En effet, voilà qu’au cours de la nuit, Dieu convoque le prophète Nathan pour lui dire qu’il n’est pas du tout d’accord avec le projet de David. On n’y comprend plus rien ! Du coup, en lisant ces versets, il pourrait nous arriver de penser que, parfois, Dieu est vraiment compliqué, qu’il est bien difficile de le comprendre et de savoir comment lui faire plaisir ! Pourquoi Dieu ne se réjouit-il pas de ce projet qui, encore une fois, manifeste le grand cœur de David ?
Il y a une petite formule que j’aime bien, elle dit que la bonne volonté, c’est bien, mais ce n’est encore pas la volonté bonne ! En effet David est plein de bonne volonté et ça nous touche, mais pour autant cette bonne volonté n’est pas encore une volonté parfaitement bonne, parfaitement ajustée à ce que Dieu attend de David et au-delà de David, de chacun de nous. Et c’est pour cela que Dieu va remettre David en place, c’est-à-dire qu’il va le remettre à sa juste place. C’est un peu comme si Dieu disait à David : n’inverse pas les rôles ! Ce n’est pas à toi de chercher ce qui est bon pour moi, c’est à toi d’accueillir ce que, moi, je veux te donner de bon. Ou dit autrement : arrête de toujours vouloir faire des choses pour moi et accepte de me laisser faire, de te laisser faire.

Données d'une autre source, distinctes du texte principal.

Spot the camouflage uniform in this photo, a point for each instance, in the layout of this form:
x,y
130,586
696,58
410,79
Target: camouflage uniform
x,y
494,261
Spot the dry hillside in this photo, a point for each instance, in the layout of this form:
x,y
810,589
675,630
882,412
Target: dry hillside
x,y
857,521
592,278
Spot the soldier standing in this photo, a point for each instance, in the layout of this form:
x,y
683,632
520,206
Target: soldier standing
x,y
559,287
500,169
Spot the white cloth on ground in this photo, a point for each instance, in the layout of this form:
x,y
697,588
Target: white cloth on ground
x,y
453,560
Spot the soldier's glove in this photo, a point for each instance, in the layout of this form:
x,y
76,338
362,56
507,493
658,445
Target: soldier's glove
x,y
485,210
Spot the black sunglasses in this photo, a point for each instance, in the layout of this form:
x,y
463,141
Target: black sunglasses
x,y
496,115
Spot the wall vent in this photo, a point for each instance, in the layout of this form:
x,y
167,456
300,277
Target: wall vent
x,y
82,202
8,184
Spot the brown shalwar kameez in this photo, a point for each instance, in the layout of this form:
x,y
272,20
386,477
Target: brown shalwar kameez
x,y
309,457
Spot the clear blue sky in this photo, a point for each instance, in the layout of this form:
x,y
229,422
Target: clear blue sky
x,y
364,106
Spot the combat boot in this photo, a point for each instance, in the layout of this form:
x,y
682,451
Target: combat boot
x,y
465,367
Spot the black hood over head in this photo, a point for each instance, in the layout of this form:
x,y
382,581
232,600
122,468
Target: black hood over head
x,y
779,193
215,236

Que de fois, il peut nous arriver d’être dans la même attitude que David. Que de fois où, poliment bien, sûr, nous voulons nous occuper de Dieu. Il peut nous arriver de penser que nous, nous savons très bien ce qu’il faudrait faire dans telle ou telle situation et nous le disons à Dieu. Encore une fois c’est discret, c’est poli, mais c’est réel et donc parfaitement tordu !
Quant à l’Evangile, il nous a fait entendre les premières paroles de Zacharie quand il sort de ce silence que Dieu lui a imposé pour qu’il ait le temps de s’ajuster à sa volonté. Que c’est beau un homme qui parle après une belle cure de silence ! C’est sans doute aussi vrai pour les femmes ! Car ces premières paroles de Zacharie, elles sont devenues une prière qui nourrit la prière de l’Eglise, chaque matin, puisque nous les prions à la fin de l’office de Laudes. Chaque matin, ces paroles nous invitent à la louange en mettant ces mots sur nos lèvres : Béni soit le Seigneur ! Que j’ai bien dormi ou pas, que je sois en forme ou pas, je commence ma journée en bénissant le Seigneur et c’est un grand bienfait ! Et pourquoi pouvons-nous le bénir chaque matin ? L’hymne en donne la raison fondamentale : parce qu’il nous a donné le Salut. Si, chaque jour, nous pouvons le bénir pour ce don du Salut, aujourd’hui nous pouvons le faire de manière toute particulière puisque, c’est aujourd’hui, en cette nuit, que nous allons faire mémoire du 1° Noël, grande fête du Salut.
Par l’intercession de Notre Dame de Laghet, demandons la grâce d’entrer dans cette joie profonde.